Cabe ainda entender qual a importância do princípio físico da inércia na impossibilidade de dissolução do pacto e do Estado, sem que um novo pacto, em condições especiais, surja. Uma vez que o Estado é um ser artificial e sujeito às mesmas leis que os demais corpos, nenhum novo pacto poderá prescindir desse Estado na sua formulação.
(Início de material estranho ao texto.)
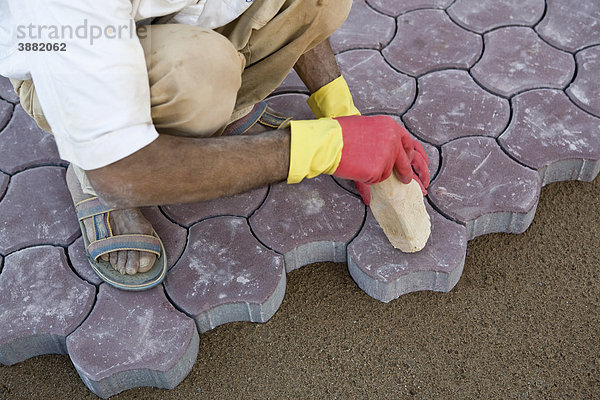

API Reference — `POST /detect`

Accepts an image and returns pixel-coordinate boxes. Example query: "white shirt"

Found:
[0,0,252,170]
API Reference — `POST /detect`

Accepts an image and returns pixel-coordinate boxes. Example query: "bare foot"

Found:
[67,166,156,275]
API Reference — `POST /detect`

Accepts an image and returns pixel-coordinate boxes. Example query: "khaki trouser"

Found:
[12,0,352,194]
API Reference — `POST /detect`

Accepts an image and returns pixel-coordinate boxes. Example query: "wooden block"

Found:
[371,174,431,253]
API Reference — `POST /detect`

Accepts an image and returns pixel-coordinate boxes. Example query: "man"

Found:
[0,0,429,290]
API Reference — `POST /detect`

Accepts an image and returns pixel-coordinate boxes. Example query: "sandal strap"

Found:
[75,196,113,221]
[87,235,160,261]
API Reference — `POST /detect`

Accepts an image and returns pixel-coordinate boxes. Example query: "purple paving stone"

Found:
[273,70,308,94]
[337,50,416,114]
[448,0,546,33]
[0,246,95,365]
[404,71,510,145]
[330,0,396,53]
[165,217,286,332]
[429,137,541,240]
[67,284,199,398]
[0,76,19,103]
[69,237,103,286]
[383,10,483,76]
[141,207,187,268]
[0,105,66,174]
[500,89,600,185]
[348,203,467,303]
[0,167,80,254]
[0,100,13,131]
[471,27,575,97]
[567,46,600,117]
[267,93,315,119]
[162,187,268,227]
[367,0,454,17]
[0,172,9,200]
[250,176,365,272]
[537,0,600,52]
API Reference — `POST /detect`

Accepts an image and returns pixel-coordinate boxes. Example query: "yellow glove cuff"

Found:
[306,76,360,118]
[287,118,344,183]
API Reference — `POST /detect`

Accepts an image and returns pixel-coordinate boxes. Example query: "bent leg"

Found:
[138,24,245,137]
[217,0,352,110]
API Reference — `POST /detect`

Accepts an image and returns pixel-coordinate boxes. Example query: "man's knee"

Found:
[145,26,245,136]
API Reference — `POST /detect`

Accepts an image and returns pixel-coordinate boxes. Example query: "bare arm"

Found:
[87,130,290,208]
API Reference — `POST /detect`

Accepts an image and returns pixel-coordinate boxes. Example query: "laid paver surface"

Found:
[0,0,600,397]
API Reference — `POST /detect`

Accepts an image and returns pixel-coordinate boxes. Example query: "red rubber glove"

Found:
[333,116,429,205]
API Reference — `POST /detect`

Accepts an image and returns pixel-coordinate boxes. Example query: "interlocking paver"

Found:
[500,89,600,185]
[367,0,453,16]
[471,27,575,97]
[403,71,510,145]
[69,237,102,286]
[0,0,600,396]
[0,246,95,365]
[537,0,600,52]
[337,50,416,114]
[567,46,600,117]
[162,187,267,227]
[67,284,199,398]
[348,203,467,302]
[250,176,364,271]
[165,217,285,332]
[0,167,79,255]
[0,100,14,131]
[0,76,19,103]
[383,10,483,76]
[267,93,315,119]
[0,105,66,174]
[331,0,396,53]
[448,0,546,33]
[429,137,541,240]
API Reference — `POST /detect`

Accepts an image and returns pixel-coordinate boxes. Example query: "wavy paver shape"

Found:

E como o princípio da inércia prevê que tudo o que está

em movimento deverá permanecer em movimento, sendo o movimento inerente a todos os corpos, este corpo político agirá, pois dotado de vontade,24 para permanecer em movimento; logo, surge a impossibilidade de se eliminar o Estado depois de ele estar instituído, pois nenhum ser, consoante as leis de natureza, concordará com sua eliminação. Daí, pode-se inferir, que o Estado, depois de instituído, por ser uma necessidade de seres racionais, jamais terá como ser eliminado e jamais se poderá “retornar” ao estado de natureza, passando a ser o Estado uma realidade em si mesmo.

Desta forma, sendo o Estado um ente indissolúvel e perene, após a sua instituição, atribuir-se-á poder a um soberano (homem ou grupo de homens), o qual deverá exercê-lo de forma absoluta, mas não que isso se trate de algo despótico ou tirânico. Tal empreitada é necessária para a paz e a harmonia da sociedade. A segurança exige que todos se resignem e essa resignação constituirá o poder do soberano, que não apenas dará efetividade às leis de natureza, como instituirá a normatividade necessária ao exercício do poder e a manutenção das finalidades do contrato. Por fim, as leis, a serem instituídas no Estado Civil, devem propiciar a superação do conflito (estado de guerra), buscando a paz e a segurança dos súditos, a efetivação do poder absoluto do soberano, como única maneira de se garantir a paz, o desenvolvimento, comércio e etc., e a necessária submissão do poder espiritual (eclesiástico /ou clerical) ao poder temporal, uma vez que não há (e não pode haver) poder maior que o Leviatã. No Capítulo seguinte, discutir-se-á a instituição da normatividade e seus limites, bem como a importância do direito e das leis para o Estado Civil.

24

Hobbes explicando as características deste ser artificial, o Estado, afirma que “[...] a equidade e as leis são uma razão e uma vontade artificiais [...]”(HOBBES, 2008, p. 12).